I also found a few pieces of managed files on the master where the code presumed the directory structure would already be there, which it turns out was not the case. I must have manually created some directories 4 years ago. I think the most common issues you would find at this point are dependencies and ordering, but there may be others. Either fix the code now or, if it would negatively affect the production server, prep a branch for merging just prior to the migration, with the plan to revert if you rollback.

I strongly encourage running through the process a few times and build the most complete checklist you can before moving on to production.

Putting it together

With everything I learned in the lab, my final outline looked like this:

  • Backup old master, export to another location
  • Deploy a new master VM running EL7 using an alternative workflow
  • Run ssh-keygen/install an existing key and attach that key to the git system
  • SSH to the git server and accept the key
  • Verify your VMs default iptables/selinux posture; disable during bootstrap if required
  • Validate the hostname is correct
  • Install PE
  • Restore the backup
  • [Optional] Merge any code required for the new server; run r10k/CM to ensure it’s in place on the new master
  • Run puppet
  • Point agents at the new master

Yours may look slightly different.

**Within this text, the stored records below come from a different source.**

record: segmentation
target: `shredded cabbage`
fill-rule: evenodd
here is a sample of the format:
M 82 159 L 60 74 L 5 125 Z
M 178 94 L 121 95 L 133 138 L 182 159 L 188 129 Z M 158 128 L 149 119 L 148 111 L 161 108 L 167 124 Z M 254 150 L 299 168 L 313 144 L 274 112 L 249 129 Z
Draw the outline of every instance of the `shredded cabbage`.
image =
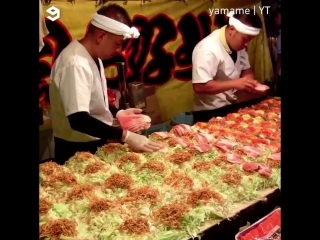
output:
M 201 129 L 198 130 L 202 131 Z M 215 165 L 204 171 L 197 171 L 194 168 L 194 164 L 197 162 L 212 161 L 218 157 L 219 152 L 217 150 L 194 156 L 190 161 L 181 165 L 170 162 L 167 156 L 181 149 L 182 147 L 177 145 L 174 148 L 170 148 L 167 154 L 138 153 L 140 157 L 139 165 L 127 162 L 121 168 L 117 167 L 117 159 L 119 156 L 124 155 L 125 151 L 106 154 L 99 149 L 96 156 L 106 164 L 108 170 L 91 174 L 84 174 L 84 170 L 88 164 L 100 161 L 99 159 L 89 159 L 82 162 L 71 159 L 65 166 L 62 166 L 63 170 L 73 173 L 77 184 L 92 184 L 96 186 L 93 190 L 94 197 L 84 196 L 81 199 L 71 201 L 67 200 L 67 196 L 73 185 L 57 182 L 58 187 L 49 187 L 45 185 L 48 176 L 40 172 L 40 186 L 42 188 L 40 198 L 48 199 L 53 203 L 48 213 L 40 216 L 40 225 L 53 219 L 74 219 L 77 222 L 77 236 L 61 236 L 60 239 L 63 240 L 186 240 L 196 237 L 200 239 L 201 236 L 199 234 L 204 224 L 213 220 L 218 222 L 232 216 L 236 203 L 249 202 L 261 198 L 261 190 L 280 188 L 280 168 L 272 169 L 270 179 L 263 178 L 258 174 L 243 174 L 241 184 L 231 187 L 222 181 L 222 176 L 227 172 L 226 169 Z M 265 162 L 269 155 L 270 151 L 266 149 L 263 156 L 255 159 L 255 162 Z M 163 163 L 165 166 L 164 172 L 158 173 L 147 168 L 141 168 L 143 164 L 150 160 L 157 160 Z M 253 159 L 247 157 L 245 160 L 252 161 Z M 170 177 L 174 171 L 184 173 L 192 179 L 193 185 L 180 188 L 167 185 L 164 180 Z M 121 188 L 110 189 L 105 185 L 108 178 L 117 173 L 129 174 L 134 187 L 150 186 L 156 189 L 160 200 L 153 204 L 139 200 L 120 202 L 126 199 L 129 193 L 128 190 Z M 223 203 L 219 203 L 212 198 L 206 202 L 199 201 L 196 206 L 190 207 L 183 216 L 179 229 L 171 229 L 155 220 L 154 213 L 162 206 L 171 203 L 188 204 L 190 193 L 201 189 L 203 186 L 208 186 L 219 193 L 223 198 Z M 116 206 L 100 213 L 94 213 L 89 208 L 93 198 L 107 199 L 115 203 Z M 148 219 L 149 233 L 133 237 L 121 232 L 119 227 L 128 217 Z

Please, spend the time in the lab to practice and identify any missing steps, it’s well worth it.

Summary

Refreshing any system of significant age is always possible, and often fraught with manual processes that are prone to error. Puppet Enterprise 2018.1 delivered a new backup/restore process that automates much of this process. We have put together a rough outline, refined it in the lab, and then used it to perform the migration in production with high confidence, accounting for any components the backup did not include. I really appreciate this new feature and I look forward to refinements in the future. I hope that soon enough migrations should be as simple an effective as in-place upgrades.